Mutual Fund NAV - Why should you know them?

in #mutualfundnav6 years ago

mutual-fund-NAV.jpeg

Knowing your mutual fund’s NAV helps you track its performance and even effect minor tweaks wherever necessary to optimise its growth.

Most investors who enter the mutual fund universe have some trepidation about being able to understand what’s going on with their investments. They rely heavily on inputs from their fund managers to realise the highest growth on their money. However, they can exercise some modicum of control over the funds they invest in, by checking the NAVs on them.

The NAV (Net Asset Value) of the mutual fund scheme is one of its most important components. It is the price at which you buy or sell the units in that MF. It is an important barometer of the scheme’s growth, and knowing it is important.
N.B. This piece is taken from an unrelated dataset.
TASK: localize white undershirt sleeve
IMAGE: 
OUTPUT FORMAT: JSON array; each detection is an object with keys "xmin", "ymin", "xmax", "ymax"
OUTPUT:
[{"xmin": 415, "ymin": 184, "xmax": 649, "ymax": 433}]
But why should you know the mutual fund NAV? Consider the most important reasons:

* The MF NAV lets you know the value of your securities. The primary reason to know your MF NAV is to know the composite value of all the securities that you own. Be sure to include cash in the securities when you track the NAV history as well as latest NAV. The mutual fund NAV is computed based on the per unit price after deducting debts from the asset value. From this resulting figure, divide the number of units you hold in the fund. This final number is the NAV of the mutual fund. The higher the MF NAV, the better is the fund performance.
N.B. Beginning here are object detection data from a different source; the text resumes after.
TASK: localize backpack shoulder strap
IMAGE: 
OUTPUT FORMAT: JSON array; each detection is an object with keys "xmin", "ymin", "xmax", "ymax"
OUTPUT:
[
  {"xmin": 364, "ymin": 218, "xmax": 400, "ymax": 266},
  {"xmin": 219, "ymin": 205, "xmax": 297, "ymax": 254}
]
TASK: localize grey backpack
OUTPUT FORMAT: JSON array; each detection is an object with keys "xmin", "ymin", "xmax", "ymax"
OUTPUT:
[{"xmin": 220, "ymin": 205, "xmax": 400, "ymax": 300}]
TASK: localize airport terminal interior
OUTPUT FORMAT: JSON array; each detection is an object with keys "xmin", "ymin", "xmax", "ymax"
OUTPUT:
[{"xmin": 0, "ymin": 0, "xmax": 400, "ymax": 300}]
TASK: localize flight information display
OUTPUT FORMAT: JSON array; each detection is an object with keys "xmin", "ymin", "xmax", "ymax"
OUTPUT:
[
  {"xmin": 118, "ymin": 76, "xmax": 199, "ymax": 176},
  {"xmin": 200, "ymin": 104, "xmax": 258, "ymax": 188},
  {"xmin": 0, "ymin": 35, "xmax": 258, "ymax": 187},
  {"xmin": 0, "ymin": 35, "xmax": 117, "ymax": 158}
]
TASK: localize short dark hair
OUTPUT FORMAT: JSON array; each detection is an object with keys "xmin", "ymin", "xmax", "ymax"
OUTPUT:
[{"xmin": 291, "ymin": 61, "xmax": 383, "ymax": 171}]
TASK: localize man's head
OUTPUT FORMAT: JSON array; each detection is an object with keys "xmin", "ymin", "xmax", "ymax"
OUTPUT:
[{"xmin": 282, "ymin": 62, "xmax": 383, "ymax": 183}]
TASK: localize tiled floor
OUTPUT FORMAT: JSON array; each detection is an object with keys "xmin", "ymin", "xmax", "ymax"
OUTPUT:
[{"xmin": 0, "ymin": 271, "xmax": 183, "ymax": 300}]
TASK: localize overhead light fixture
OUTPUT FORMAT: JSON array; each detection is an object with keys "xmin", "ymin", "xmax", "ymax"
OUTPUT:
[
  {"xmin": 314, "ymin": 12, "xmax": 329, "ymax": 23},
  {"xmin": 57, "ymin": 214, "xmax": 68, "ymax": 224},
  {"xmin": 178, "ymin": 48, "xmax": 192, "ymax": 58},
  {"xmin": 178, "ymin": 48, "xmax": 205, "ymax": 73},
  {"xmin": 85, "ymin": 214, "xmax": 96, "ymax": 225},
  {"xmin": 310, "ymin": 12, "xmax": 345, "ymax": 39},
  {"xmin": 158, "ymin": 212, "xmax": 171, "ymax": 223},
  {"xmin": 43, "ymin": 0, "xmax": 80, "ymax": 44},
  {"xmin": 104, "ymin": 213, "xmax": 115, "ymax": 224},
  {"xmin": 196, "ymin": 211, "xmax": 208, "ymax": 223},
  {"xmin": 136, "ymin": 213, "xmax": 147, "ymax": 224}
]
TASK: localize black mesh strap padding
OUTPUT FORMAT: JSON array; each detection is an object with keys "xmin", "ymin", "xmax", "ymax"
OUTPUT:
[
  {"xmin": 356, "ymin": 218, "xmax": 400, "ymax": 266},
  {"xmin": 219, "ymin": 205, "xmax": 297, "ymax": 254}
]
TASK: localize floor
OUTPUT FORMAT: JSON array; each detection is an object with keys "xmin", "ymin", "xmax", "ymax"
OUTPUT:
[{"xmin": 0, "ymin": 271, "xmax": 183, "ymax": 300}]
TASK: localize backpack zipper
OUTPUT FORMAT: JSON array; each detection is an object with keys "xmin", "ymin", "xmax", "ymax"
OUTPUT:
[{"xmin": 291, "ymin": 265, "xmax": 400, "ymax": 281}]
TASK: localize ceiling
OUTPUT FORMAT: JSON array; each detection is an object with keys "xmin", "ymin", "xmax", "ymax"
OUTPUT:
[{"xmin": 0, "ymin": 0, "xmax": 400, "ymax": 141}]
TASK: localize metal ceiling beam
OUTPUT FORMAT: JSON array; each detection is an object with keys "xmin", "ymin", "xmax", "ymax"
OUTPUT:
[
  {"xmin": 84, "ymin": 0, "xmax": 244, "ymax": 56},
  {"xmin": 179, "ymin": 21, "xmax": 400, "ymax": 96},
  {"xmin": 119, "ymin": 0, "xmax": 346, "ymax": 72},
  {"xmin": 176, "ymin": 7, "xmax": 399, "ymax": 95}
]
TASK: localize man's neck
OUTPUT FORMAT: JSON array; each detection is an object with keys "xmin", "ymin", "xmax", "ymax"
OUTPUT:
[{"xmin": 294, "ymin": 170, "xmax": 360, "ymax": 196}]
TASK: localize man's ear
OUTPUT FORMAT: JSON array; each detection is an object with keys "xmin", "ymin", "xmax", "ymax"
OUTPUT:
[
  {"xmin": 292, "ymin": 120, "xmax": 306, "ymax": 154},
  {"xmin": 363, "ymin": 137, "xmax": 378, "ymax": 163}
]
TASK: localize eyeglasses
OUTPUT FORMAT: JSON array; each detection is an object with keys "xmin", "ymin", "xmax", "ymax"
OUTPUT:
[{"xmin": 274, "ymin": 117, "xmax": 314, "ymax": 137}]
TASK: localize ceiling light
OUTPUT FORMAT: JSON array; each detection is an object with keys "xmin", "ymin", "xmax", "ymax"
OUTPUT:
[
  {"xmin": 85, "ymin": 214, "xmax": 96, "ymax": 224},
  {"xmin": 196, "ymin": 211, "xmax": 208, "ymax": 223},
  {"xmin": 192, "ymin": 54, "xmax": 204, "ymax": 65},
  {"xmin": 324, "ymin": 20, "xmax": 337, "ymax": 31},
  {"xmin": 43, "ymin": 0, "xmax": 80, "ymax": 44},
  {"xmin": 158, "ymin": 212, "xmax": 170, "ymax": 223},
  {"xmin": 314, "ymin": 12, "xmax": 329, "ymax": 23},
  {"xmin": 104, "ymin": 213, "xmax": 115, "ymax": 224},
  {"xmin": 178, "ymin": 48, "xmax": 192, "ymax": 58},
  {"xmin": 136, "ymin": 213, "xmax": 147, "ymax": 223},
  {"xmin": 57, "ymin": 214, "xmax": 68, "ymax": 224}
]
* The NAV helps you decide when to buy or sell. There may be a time when you wish to buy a new mutual fund scheme, or redeem one that you hold, based on market conditions and your need at the time. The best way to determine the best buying and selling times, is to note the MF NAV at that point. NAVs rise when rates rise, and they drop when rates drop. So, you if you have been tracking the NAV history and also the daily NAVs, you will better determine the key points in the business cycle for redeeming or buying a new scheme. Do note that the MF NAV sets the price for buying or selling, and there is also an exit load when you sell the fund.
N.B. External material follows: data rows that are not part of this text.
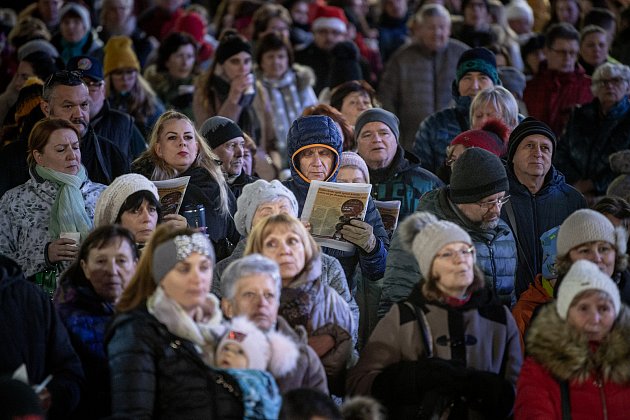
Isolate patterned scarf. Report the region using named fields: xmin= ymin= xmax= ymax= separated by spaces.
xmin=35 ymin=165 xmax=92 ymax=240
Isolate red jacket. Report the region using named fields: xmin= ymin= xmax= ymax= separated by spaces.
xmin=523 ymin=63 xmax=593 ymax=136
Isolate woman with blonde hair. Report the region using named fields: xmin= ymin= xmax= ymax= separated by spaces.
xmin=132 ymin=111 xmax=239 ymax=260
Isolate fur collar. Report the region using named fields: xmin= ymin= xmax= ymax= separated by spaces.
xmin=526 ymin=303 xmax=630 ymax=384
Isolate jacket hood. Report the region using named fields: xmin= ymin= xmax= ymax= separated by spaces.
xmin=526 ymin=303 xmax=630 ymax=384
xmin=287 ymin=115 xmax=343 ymax=186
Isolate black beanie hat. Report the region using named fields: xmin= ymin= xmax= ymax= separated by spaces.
xmin=449 ymin=147 xmax=510 ymax=204
xmin=508 ymin=117 xmax=557 ymax=162
xmin=199 ymin=116 xmax=243 ymax=149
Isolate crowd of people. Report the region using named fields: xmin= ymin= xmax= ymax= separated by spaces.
xmin=0 ymin=0 xmax=630 ymax=420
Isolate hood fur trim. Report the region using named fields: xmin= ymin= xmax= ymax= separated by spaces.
xmin=525 ymin=303 xmax=630 ymax=384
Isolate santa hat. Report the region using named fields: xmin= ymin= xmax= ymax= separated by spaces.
xmin=311 ymin=6 xmax=348 ymax=33
xmin=217 ymin=316 xmax=300 ymax=378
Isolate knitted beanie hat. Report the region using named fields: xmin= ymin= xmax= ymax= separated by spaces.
xmin=234 ymin=179 xmax=299 ymax=237
xmin=354 ymin=108 xmax=400 ymax=142
xmin=215 ymin=316 xmax=299 ymax=377
xmin=339 ymin=152 xmax=370 ymax=184
xmin=59 ymin=3 xmax=92 ymax=31
xmin=556 ymin=260 xmax=621 ymax=319
xmin=94 ymin=174 xmax=160 ymax=227
xmin=103 ymin=35 xmax=140 ymax=76
xmin=398 ymin=212 xmax=473 ymax=279
xmin=507 ymin=117 xmax=556 ymax=162
xmin=455 ymin=47 xmax=501 ymax=85
xmin=556 ymin=209 xmax=626 ymax=256
xmin=449 ymin=147 xmax=510 ymax=204
xmin=199 ymin=116 xmax=244 ymax=149
xmin=451 ymin=119 xmax=510 ymax=157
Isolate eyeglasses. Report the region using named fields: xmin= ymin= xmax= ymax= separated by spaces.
xmin=476 ymin=195 xmax=510 ymax=210
xmin=549 ymin=48 xmax=578 ymax=57
xmin=435 ymin=246 xmax=475 ymax=260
* The NAV lets you see if the scheme is doing as well as it should – or not. Tracking the NAV over a period of time helps you gain inputs on how the fund is performing in the given market conditions. Consistently high MF NAVs indicate that the fund is doing well despite highs and lows from the market, whereas NAVs that dip spell potential losses in your earnings. The latest mutual fund NAVs and NAV history can help you tap the fund’s growth and take remedial action wherever needed.